Active aussi en politique
Un activisme apprécié par les femmes. Pour Nadine Omboli, vendeuse au marché d'Ewo, "Maman Angélique est notre avocate. Son engagement est considérable. Nous lui devons respect et admiration." Un engagement que les autorités locales reconnaissent elles aussi. "Angélique Kébi est notre fierté. Je n'hésite donc pas, quand l'occasion se présente, à la faire bénéficier de formations (gestion des associations, élaboration de projets, etc.) à Ewo et dans d'autres villes du pays", assure Angélique Onoungou.

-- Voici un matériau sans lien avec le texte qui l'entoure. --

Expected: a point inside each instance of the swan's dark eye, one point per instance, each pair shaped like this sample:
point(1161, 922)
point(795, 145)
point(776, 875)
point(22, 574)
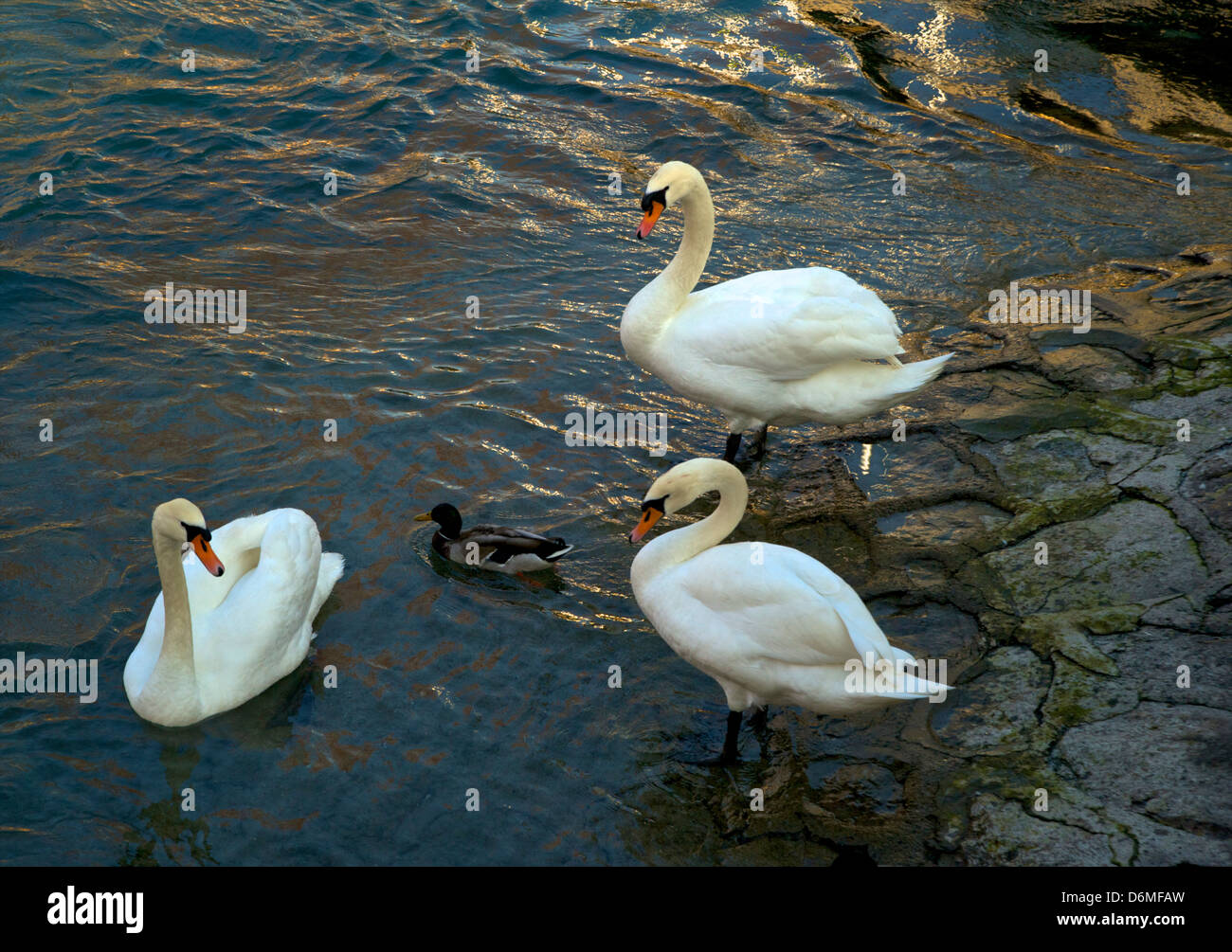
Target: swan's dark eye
point(193, 531)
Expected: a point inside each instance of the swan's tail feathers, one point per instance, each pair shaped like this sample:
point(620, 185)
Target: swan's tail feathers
point(913, 376)
point(331, 570)
point(559, 553)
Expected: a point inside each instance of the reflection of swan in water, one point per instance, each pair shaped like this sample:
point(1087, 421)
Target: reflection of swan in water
point(172, 835)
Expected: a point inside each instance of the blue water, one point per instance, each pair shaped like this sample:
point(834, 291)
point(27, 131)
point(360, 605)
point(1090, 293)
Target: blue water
point(492, 185)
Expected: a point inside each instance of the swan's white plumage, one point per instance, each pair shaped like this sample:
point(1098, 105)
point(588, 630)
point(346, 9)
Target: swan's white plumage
point(769, 623)
point(250, 627)
point(777, 348)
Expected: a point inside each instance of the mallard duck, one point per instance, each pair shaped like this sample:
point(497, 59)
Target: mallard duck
point(772, 348)
point(492, 547)
point(216, 639)
point(769, 623)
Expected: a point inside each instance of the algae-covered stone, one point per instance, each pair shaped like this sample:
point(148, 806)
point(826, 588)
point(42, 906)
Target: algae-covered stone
point(1006, 834)
point(996, 709)
point(1130, 553)
point(1171, 763)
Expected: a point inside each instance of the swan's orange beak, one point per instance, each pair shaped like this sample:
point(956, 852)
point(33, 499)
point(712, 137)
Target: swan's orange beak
point(648, 221)
point(651, 513)
point(208, 556)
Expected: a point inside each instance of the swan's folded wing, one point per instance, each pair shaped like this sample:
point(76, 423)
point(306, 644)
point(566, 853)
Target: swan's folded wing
point(787, 324)
point(788, 608)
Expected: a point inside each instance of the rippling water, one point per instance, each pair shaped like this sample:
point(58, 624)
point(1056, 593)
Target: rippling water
point(494, 185)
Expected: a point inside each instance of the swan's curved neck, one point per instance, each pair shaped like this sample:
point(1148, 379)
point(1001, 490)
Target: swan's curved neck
point(654, 304)
point(679, 546)
point(176, 653)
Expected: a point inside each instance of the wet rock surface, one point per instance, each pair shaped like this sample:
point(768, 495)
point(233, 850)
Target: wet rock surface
point(1058, 526)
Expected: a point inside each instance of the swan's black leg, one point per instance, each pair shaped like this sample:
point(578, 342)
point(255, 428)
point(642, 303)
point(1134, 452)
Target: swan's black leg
point(759, 446)
point(759, 717)
point(734, 731)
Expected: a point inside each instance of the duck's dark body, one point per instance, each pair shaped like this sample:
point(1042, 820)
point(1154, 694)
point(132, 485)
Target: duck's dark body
point(497, 548)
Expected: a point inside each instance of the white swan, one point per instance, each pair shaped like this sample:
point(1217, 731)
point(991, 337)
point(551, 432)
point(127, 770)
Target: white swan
point(214, 640)
point(777, 348)
point(768, 622)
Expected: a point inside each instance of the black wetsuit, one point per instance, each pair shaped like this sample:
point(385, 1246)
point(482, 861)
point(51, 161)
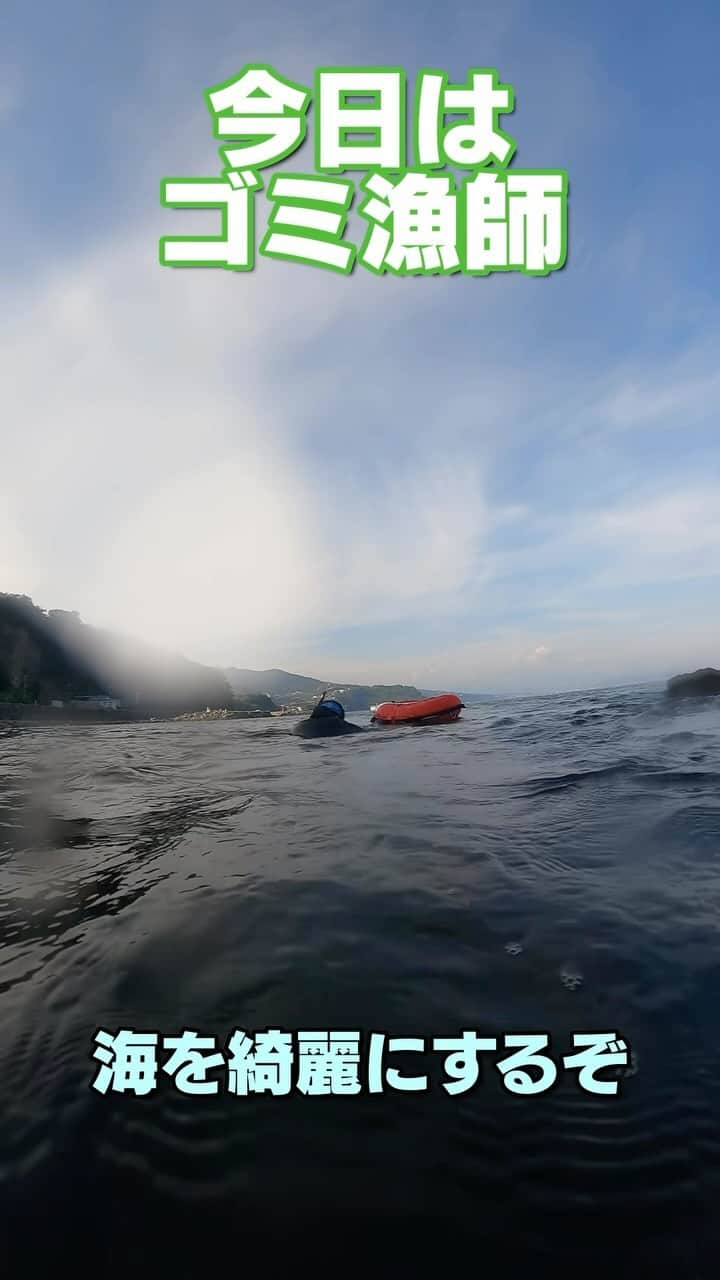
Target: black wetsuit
point(326, 723)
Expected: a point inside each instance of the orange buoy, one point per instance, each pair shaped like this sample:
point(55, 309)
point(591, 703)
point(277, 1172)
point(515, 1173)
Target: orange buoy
point(441, 709)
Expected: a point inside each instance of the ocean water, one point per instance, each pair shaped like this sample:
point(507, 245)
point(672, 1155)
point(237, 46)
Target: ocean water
point(546, 867)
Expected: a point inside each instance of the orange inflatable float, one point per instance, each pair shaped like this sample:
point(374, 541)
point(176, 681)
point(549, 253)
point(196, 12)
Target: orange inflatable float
point(441, 709)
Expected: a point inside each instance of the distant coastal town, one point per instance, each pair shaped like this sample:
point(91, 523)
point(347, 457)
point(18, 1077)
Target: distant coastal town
point(54, 667)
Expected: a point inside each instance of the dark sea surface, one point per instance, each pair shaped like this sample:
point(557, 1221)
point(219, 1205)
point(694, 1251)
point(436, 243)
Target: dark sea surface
point(545, 865)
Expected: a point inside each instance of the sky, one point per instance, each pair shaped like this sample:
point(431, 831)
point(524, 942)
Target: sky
point(501, 484)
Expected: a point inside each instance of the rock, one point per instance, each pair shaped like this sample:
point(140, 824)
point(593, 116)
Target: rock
point(695, 684)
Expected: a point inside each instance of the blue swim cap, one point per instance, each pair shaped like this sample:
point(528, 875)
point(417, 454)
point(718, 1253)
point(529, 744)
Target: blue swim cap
point(332, 707)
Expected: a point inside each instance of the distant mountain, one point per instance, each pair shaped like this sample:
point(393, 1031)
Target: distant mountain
point(274, 682)
point(295, 690)
point(53, 654)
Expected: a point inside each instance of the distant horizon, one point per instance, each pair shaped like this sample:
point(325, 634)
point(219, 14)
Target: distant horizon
point(501, 481)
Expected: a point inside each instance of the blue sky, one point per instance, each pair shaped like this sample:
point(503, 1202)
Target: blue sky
point(502, 483)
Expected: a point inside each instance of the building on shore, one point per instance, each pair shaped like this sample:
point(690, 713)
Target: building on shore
point(96, 703)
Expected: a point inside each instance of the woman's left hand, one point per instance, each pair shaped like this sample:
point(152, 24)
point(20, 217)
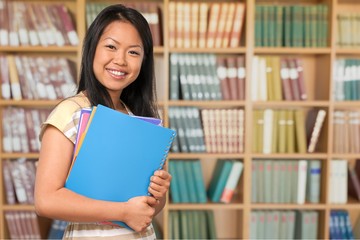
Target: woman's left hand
point(159, 184)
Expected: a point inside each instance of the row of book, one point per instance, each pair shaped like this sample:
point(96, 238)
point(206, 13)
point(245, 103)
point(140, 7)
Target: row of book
point(22, 224)
point(207, 77)
point(346, 79)
point(341, 227)
point(348, 25)
point(19, 180)
point(277, 78)
point(36, 77)
point(207, 130)
point(150, 10)
point(288, 181)
point(57, 229)
point(205, 25)
point(280, 224)
point(30, 24)
point(291, 25)
point(346, 131)
point(188, 184)
point(192, 224)
point(21, 128)
point(287, 130)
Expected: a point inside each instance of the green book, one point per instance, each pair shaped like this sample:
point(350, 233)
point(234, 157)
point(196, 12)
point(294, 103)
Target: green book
point(190, 181)
point(199, 181)
point(174, 77)
point(183, 187)
point(175, 182)
point(219, 178)
point(211, 228)
point(184, 224)
point(258, 26)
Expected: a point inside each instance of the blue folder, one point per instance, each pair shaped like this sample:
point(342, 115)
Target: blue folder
point(118, 156)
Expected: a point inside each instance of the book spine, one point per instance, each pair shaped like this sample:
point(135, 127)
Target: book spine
point(231, 183)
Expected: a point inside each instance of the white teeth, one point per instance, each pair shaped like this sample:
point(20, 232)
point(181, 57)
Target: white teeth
point(117, 73)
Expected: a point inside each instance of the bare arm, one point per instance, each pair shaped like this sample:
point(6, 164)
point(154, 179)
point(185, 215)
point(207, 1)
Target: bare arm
point(159, 186)
point(54, 201)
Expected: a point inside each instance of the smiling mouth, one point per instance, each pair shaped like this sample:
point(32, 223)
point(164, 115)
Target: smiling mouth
point(117, 73)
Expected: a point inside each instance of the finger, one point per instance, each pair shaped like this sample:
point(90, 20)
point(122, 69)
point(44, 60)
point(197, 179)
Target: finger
point(151, 200)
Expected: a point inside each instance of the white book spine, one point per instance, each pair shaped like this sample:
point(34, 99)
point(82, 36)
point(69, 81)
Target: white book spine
point(301, 183)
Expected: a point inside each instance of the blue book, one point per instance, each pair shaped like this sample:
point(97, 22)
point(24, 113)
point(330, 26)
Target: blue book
point(118, 156)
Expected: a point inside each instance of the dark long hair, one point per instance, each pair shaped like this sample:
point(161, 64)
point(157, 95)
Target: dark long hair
point(139, 96)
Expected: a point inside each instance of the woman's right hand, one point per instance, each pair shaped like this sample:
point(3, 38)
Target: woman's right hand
point(139, 212)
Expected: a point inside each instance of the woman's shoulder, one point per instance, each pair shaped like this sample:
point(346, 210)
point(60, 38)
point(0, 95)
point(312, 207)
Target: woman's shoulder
point(75, 102)
point(66, 114)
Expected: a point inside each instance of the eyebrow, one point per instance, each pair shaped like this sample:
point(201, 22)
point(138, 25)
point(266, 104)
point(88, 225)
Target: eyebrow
point(136, 45)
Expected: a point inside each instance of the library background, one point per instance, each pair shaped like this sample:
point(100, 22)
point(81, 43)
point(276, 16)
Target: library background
point(264, 96)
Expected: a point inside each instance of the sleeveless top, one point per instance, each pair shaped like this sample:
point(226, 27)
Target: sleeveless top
point(65, 117)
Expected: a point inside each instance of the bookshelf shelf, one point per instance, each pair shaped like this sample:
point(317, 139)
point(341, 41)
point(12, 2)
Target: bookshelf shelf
point(318, 63)
point(241, 50)
point(214, 103)
point(287, 51)
point(40, 103)
point(291, 104)
point(40, 49)
point(290, 156)
point(209, 206)
point(286, 206)
point(19, 155)
point(204, 155)
point(19, 207)
point(348, 51)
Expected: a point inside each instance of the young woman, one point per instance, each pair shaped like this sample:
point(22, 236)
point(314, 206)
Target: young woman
point(117, 70)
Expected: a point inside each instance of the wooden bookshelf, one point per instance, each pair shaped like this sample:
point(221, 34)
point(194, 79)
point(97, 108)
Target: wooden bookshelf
point(318, 63)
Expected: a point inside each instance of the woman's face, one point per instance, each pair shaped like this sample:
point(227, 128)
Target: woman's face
point(118, 57)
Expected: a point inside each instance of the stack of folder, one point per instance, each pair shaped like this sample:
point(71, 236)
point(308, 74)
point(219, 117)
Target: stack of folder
point(116, 154)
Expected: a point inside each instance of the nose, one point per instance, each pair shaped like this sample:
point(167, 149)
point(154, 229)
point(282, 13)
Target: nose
point(120, 59)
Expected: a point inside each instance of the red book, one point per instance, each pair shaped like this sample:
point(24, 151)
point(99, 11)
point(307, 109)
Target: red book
point(68, 24)
point(240, 63)
point(238, 24)
point(301, 81)
point(353, 183)
point(285, 79)
point(293, 76)
point(231, 73)
point(222, 75)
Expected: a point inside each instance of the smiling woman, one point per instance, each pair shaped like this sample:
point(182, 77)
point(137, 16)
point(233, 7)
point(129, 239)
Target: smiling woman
point(117, 71)
point(118, 58)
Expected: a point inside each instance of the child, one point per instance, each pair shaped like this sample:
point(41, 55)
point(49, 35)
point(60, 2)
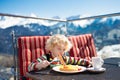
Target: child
point(56, 45)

A propos des jeunes filles qui délaissent le village et les travaux champêtres pour partir en ville, Angélique Kébi estime que "la ville est souvent un enfer pour nos filles sans métier. Ici, elles peuvent mieux gagner leur vie." Très active aussi sur le plan politique, elle ambitionne de siéger un jour au Conseil départemental de la Cuvette-Ouest. Pour elle, en effet, "plus la femme est présente dans les sphères de décision, mieux sa cause sera défendue."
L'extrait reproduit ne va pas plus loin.